Furthermore, the separate registry tracking Euro-pegged Electronic Money Tokens (EMTs) expanded to include CACEIS, the dedicated asset-servicing banking subsidiary of Crédit Agricole and Santander.
Standard Chartered’s Dual-License European Beachhead
Standard Chartered’s regulatory inclusion on the centralized ESMA portal follows its successful dual-license acquisition via Luxembourg’s Commission de Surveillance du Secteur Financier (CSSF). The bank secured both its official CASP authorization under MiCA frameworks alongside an Electronic Money Institution (EMI) license.
The dual structure allows Standard Chartered to establish a heavily regulated operational base in Luxembourg. From this single point of origin, the bank can utilize MiCA’s unified passporting framework to systematically roll out institutional digital asset custody, trading collateral mirroring, and tokenized fiat treasury routing across all 27 EU member nations.

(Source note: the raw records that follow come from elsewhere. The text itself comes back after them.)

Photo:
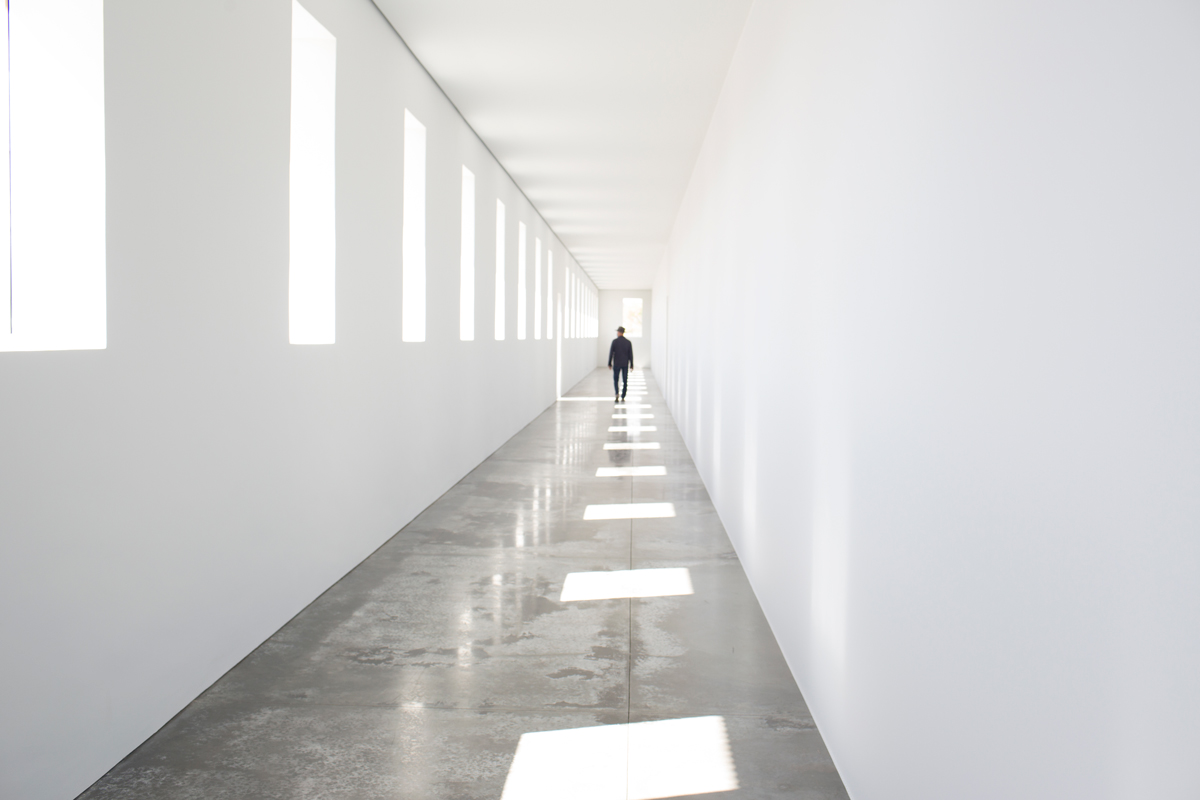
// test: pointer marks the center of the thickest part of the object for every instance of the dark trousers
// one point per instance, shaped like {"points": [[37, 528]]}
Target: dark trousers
{"points": [[618, 374]]}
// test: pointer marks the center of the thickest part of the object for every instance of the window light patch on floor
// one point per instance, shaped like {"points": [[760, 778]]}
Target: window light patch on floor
{"points": [[641, 761], [629, 511], [621, 584]]}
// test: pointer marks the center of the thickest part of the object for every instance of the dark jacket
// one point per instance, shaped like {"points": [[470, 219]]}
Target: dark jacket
{"points": [[621, 354]]}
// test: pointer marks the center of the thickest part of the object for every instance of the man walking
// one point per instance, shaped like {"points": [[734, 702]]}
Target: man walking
{"points": [[621, 361]]}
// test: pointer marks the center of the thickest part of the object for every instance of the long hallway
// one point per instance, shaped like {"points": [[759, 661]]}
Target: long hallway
{"points": [[569, 620]]}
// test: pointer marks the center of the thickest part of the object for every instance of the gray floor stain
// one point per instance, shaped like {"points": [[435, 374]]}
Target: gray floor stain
{"points": [[417, 674]]}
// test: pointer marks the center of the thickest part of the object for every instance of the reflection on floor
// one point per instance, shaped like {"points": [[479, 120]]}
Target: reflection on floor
{"points": [[504, 645]]}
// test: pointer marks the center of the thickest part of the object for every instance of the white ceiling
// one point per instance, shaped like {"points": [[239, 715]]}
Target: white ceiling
{"points": [[597, 108]]}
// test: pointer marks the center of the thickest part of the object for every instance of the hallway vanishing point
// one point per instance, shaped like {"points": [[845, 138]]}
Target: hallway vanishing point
{"points": [[479, 654]]}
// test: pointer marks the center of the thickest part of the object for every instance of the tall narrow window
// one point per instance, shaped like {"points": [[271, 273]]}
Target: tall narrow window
{"points": [[550, 294], [499, 271], [413, 233], [537, 288], [312, 226], [522, 293], [631, 316], [53, 246], [570, 304], [467, 259]]}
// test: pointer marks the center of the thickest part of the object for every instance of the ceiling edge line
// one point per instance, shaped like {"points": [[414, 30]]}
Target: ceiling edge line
{"points": [[475, 133]]}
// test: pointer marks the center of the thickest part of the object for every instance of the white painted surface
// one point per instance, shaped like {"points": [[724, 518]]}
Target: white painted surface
{"points": [[595, 108], [168, 503], [953, 431]]}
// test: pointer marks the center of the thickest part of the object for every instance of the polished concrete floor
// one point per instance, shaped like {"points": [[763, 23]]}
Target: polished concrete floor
{"points": [[420, 673]]}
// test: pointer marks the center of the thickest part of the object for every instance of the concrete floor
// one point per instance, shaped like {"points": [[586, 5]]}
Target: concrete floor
{"points": [[418, 673]]}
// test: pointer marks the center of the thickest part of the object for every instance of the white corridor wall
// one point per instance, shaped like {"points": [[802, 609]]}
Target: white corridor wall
{"points": [[954, 429], [169, 501]]}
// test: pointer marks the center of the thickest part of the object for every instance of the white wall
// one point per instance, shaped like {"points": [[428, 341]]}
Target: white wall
{"points": [[611, 317], [953, 431], [168, 503]]}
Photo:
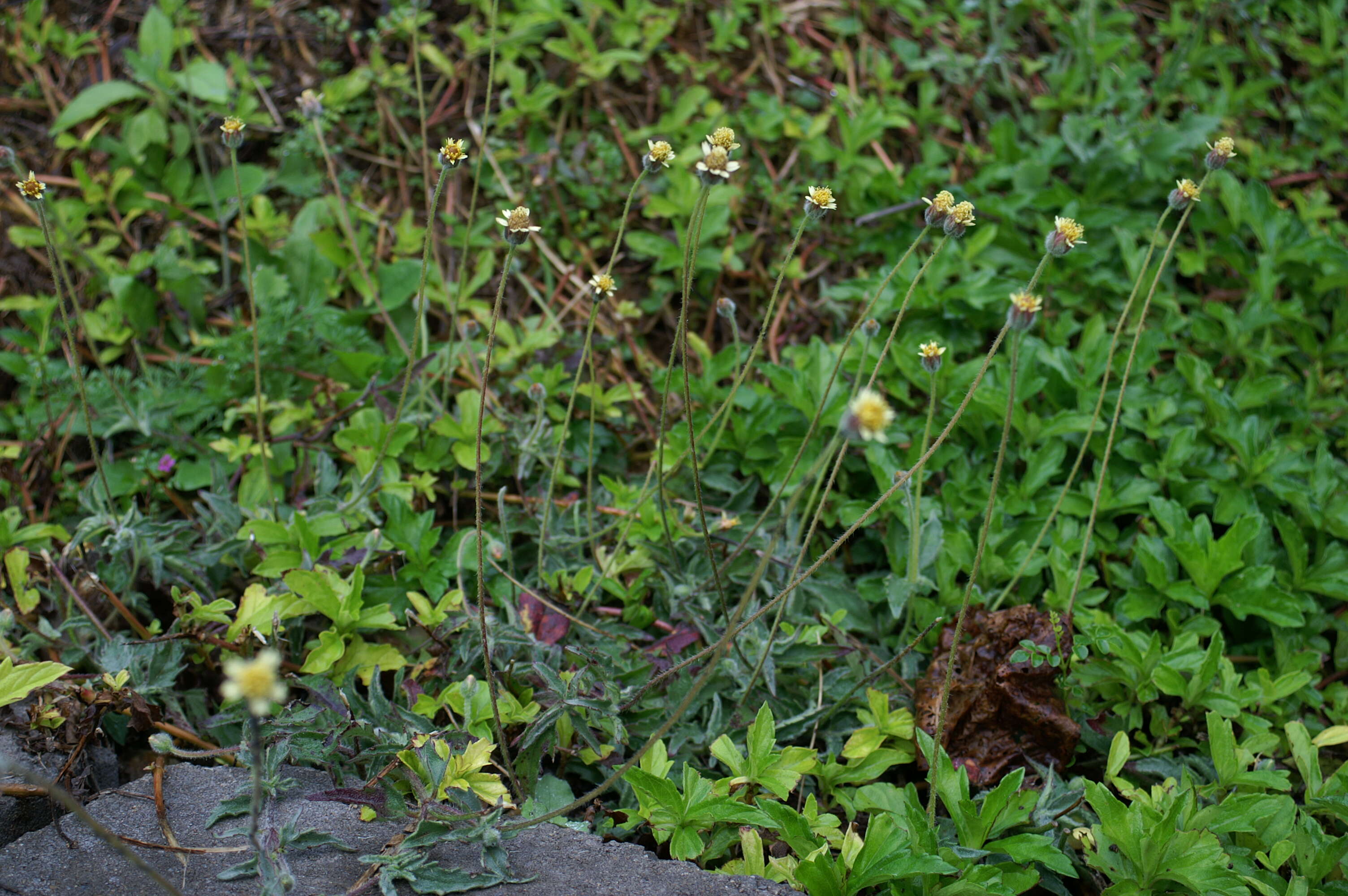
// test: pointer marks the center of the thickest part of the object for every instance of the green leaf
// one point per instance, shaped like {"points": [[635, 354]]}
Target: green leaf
{"points": [[18, 682], [94, 100]]}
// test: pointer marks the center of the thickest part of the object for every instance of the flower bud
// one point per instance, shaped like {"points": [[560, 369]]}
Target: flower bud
{"points": [[1184, 193], [819, 201], [658, 157], [931, 355], [1064, 236], [232, 133], [959, 220], [1219, 154], [1024, 308], [938, 208], [311, 104]]}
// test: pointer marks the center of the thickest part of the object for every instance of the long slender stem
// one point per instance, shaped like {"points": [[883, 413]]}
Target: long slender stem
{"points": [[898, 319], [974, 573], [899, 482], [458, 297], [916, 533], [695, 229], [261, 419], [570, 402], [1118, 406], [74, 353], [1095, 415], [100, 831], [478, 523], [257, 762], [350, 232]]}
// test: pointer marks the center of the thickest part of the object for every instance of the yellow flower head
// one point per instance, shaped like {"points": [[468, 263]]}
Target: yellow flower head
{"points": [[944, 201], [31, 188], [255, 681], [658, 155], [517, 224], [963, 213], [723, 138], [716, 164], [603, 285], [1069, 229], [1220, 153], [868, 415], [452, 153], [819, 201]]}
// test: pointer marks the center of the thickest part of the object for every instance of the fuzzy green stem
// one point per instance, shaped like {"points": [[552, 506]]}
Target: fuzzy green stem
{"points": [[570, 402], [916, 533], [898, 319], [350, 232], [899, 482], [1095, 415], [253, 313], [478, 523], [1118, 406], [974, 573], [458, 298], [74, 353]]}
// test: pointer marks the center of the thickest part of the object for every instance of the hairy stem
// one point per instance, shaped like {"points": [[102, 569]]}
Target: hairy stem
{"points": [[1095, 415], [261, 419], [570, 402], [478, 523], [1118, 406], [978, 560]]}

The European expansion complements Standard Chartered’s recent institutional crypto launches across regulatory corridors in Singapore, Hong Kong, and the United Arab Emirates.
Jurisdictional Breakdown: Cyprus Leads, Germany Dominates
The localized distribution of the 37 newly approved CASPs underscores a competitive struggle among member states vying to become Europe’s definitive digital asset hub.
Cyprus led the immediate post-deadline wave, with the Cyprus Securities and Exchange Commission (CySEC) onboarding 6 new companies to claim the highest individual share of the update. France, Italy, and Malta followed closely behind, registering 5 newly approved CASPs apiece.
Despite Cyprus capturing the fastest post-deadline pace, Germany’s Federal Financial Supervisory Authority (BaFin) retains its dominant lead as the premier regulatory enclave for digital assets in the EU. Germany commands a massive block of 58 total MiCA authorizations out of the 280 listed across the entire continent, signaling strong institutional alignment within Europe’s largest economy.
Structural Absences: Stablecoin Issuers in Limbo
While the CASP registries experienced substantial influxes of traditional and native crypto enterprises, other sectors of the MiCA architecture remained conspicuously stagnant.
ESMA’s updated records revealed zero additions or changes to the registry for Asset-Referenced Tokens (ARTs), the regulatory category governing asset-backed basket stablecoins, which continues to show no approved issuers. Concurrently, the centralized black-list database governing non-compliant offshore entities remained unchanged at 162 blacklisted firms.
This divergence highlights a clear market trend: while prime brokerages and traditional global banks are comfortably adapting to the CASP data standards, multi-asset stablecoin issuers face a much steeper structural, compliance, and capital hurdle to achieve compliance under the EU’s strict new parameters.